El magistrado procesó a Errejón el pasado noviembre tras trece meses de investigación en los que tomó declaración al propio Errejón, a Elisa Mouliaá, así como a varios testigos y a psiquiatras. Como parte de las diligencias, también llegó a pedir tanto al exdiputado como a la actriz que aportaran las conversaciones que habían intercambiado en las fechas próximas a la agresión denunciada. Según la denuncia que presentó la actriz, los hechos habrían tenido lugar en el marco de la presentación de un libro de Íñigo Errejón y después de casi un año hablando por redes sociales. Elisa Mouliaá sostiene que, al acabar el evento, fueron a tomar unas cervezas a un bar cercano y ella, que ya tenía previsto ir esa noche a una fiesta en casa de un amigo, "por educación" invitó al dirigente a acompañarla. El juez consideró en el escrito de procesamiento que "los indicios existen y no han sido totalmente desvirtuados por la versión del investigado, su prueba pericial y documental". Adolfo Carretero entendió que, como no hubo testigos "presenciales" de los hechos y con algunos testimonios de referencia y pruebas periciales, "el principal indicio probatorio" es la declaración de Mouliaá, que ha analizado "desde el punto de vista de un instructor y no de un juzgador".

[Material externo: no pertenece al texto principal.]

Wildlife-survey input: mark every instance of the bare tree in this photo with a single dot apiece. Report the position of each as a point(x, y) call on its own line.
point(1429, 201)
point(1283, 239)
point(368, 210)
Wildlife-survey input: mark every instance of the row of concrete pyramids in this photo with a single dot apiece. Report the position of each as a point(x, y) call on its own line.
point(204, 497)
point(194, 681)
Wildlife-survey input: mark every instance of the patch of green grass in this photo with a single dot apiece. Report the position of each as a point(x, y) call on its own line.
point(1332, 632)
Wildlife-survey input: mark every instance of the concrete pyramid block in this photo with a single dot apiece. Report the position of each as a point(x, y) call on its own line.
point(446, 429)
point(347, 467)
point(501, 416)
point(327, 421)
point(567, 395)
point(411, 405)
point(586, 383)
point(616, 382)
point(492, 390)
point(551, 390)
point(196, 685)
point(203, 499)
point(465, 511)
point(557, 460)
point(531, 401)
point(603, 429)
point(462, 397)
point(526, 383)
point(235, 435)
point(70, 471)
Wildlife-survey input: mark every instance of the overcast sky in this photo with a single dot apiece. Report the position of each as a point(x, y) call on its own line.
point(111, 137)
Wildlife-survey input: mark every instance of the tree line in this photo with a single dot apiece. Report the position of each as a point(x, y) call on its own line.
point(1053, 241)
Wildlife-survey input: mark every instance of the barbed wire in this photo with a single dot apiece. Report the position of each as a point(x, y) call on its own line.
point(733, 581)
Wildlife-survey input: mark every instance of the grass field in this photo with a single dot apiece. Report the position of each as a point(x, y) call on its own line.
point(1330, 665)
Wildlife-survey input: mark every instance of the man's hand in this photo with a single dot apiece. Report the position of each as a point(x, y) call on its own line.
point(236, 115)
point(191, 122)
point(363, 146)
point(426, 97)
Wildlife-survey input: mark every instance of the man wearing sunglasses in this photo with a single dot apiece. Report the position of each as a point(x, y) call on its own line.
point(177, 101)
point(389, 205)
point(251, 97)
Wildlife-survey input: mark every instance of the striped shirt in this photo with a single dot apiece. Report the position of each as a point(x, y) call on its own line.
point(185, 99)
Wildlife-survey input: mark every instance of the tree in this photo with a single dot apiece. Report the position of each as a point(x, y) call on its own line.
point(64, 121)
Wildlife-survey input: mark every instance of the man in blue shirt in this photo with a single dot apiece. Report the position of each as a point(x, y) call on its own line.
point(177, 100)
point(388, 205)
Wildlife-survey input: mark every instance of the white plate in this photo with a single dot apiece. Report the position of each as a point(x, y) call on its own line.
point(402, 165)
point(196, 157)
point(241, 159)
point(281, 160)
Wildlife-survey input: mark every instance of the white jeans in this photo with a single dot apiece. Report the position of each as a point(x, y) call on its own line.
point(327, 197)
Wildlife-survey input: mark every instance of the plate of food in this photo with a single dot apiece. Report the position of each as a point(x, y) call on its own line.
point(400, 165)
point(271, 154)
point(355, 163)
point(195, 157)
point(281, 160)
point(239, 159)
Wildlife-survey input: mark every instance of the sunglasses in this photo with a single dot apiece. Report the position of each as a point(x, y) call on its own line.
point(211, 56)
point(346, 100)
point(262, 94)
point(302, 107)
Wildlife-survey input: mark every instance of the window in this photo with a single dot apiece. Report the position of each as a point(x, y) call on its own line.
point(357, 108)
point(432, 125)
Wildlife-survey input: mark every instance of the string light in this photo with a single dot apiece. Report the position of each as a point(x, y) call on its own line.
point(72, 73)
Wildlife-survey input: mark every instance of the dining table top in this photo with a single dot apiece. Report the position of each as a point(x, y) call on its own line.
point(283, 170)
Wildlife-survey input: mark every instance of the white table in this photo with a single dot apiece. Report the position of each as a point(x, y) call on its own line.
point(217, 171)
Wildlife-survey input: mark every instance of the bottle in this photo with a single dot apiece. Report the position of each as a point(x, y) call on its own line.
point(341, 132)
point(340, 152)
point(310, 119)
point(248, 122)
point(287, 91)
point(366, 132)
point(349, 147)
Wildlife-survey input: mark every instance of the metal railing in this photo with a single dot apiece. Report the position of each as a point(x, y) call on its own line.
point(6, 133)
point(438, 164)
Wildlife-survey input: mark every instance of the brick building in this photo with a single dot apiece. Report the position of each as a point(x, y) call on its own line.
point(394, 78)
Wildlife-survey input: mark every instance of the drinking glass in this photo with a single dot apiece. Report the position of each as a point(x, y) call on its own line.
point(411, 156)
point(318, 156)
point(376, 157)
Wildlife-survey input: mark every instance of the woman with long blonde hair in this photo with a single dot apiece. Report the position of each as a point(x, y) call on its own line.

La posición de la Fiscalía

A mediados de diciembre, la Fiscalía pidió que se revocara la decisión del juez Adolfo Carretero, al considerar que no había pruebas suficientes para sentar a uno de los fundadores de Podemos en el banquillo de los acusados. Errejón siempre ha negado que las interacciones sexuales fueran sin consentimiento. "Vengo a defender mi inocencia", dijo a la prensa antes de entrar en los juzgados, meses atrás. El político declaró ante el juez Carretero que todo ello fue un "flirteo" y que era "mutuo", con el contexto de las conversaciones "subidas de tono" que habían mantenido previamente. Errejón admitió en su declaración que le había tocado los pechos y el culo, pero dijo que ella también le tocó a él el pene por encima del pantalón. También rechazó que su actitud fuera violenta y también haber encerrado a la actriz en una habitación durante la fiesta.